I don’t know if you can testify, but boring childhood summers are some of my most memorable on record. I remember going to visit my grandma in New York for a couple of weeks every summer as a tween. Grandma would cook like nobody’s business, but she wasn’t driving us to Times Square or the Empire State Building. We got to play in her backyard…morning after morning after morning.

The backyard, essentially devoid of toys or anything resembling them, became the setting for all of my creative pursuits. I starred in my own music videos with the help of my Discman. I played tag with my cousins. I wrote my first love stories, imagining that the pre-teen boy next door had an intense crush on me and was watching me through the window anytime I was outside.

And when I couldn’t bear the yard anymore, I would sit in the same room my mother grew up in and deeply examine the wallpaper, the closet, the wall hangings, the stuffed animals. I imagined her at my age, sitting around in that same room; my imagination ran wild.

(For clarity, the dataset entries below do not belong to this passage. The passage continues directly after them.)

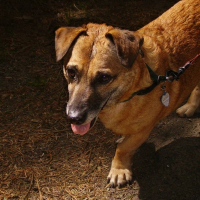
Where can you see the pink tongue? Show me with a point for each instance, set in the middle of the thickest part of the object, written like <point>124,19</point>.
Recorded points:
<point>80,129</point>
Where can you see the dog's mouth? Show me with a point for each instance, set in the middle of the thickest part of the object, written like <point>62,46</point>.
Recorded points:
<point>83,129</point>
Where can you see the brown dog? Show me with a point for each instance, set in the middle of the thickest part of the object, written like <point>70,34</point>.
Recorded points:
<point>108,77</point>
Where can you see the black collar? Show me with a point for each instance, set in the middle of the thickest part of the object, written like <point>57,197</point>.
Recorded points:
<point>157,79</point>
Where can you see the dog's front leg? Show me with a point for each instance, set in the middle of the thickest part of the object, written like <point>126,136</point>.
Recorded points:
<point>121,172</point>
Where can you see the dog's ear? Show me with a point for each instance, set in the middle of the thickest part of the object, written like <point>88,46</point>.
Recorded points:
<point>127,44</point>
<point>65,37</point>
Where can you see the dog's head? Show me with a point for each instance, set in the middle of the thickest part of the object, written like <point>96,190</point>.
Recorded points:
<point>96,61</point>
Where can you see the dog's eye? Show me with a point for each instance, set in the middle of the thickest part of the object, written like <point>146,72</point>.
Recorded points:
<point>104,79</point>
<point>71,73</point>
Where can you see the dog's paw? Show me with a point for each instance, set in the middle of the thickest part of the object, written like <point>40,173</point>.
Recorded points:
<point>186,110</point>
<point>119,177</point>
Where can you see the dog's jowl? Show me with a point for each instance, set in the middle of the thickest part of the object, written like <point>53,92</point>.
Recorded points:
<point>113,75</point>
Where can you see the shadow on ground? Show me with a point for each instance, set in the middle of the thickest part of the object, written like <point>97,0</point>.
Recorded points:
<point>172,172</point>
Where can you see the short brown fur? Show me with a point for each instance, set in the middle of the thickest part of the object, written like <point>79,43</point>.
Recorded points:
<point>169,42</point>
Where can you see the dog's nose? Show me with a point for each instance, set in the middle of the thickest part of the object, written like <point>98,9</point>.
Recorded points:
<point>77,119</point>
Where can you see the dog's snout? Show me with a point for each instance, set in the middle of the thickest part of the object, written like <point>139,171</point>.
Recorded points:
<point>78,118</point>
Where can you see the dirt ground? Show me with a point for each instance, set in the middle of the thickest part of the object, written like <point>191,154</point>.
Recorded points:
<point>40,157</point>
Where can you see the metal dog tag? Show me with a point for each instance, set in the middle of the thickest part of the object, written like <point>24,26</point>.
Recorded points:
<point>165,99</point>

There is no doubt that those days helped shape me into the creative writer I became. In fact, these lazy, mysterious summer days come to mind often when I sit before a script. There was a beautiful stillness and a tangible curiosity in those trips. I had nowhere to go, almost nothing to do, and I cannot forget one moment.

We cannot be afraid to be still and do nothing. It is the basis of creative thinking. We have to be countercultural enough to let our children do nothing this summer, even for a time. Take away the tablet. Put the cable box in the closet. Give them a chance to free play with the most incredible computers they have: their brains.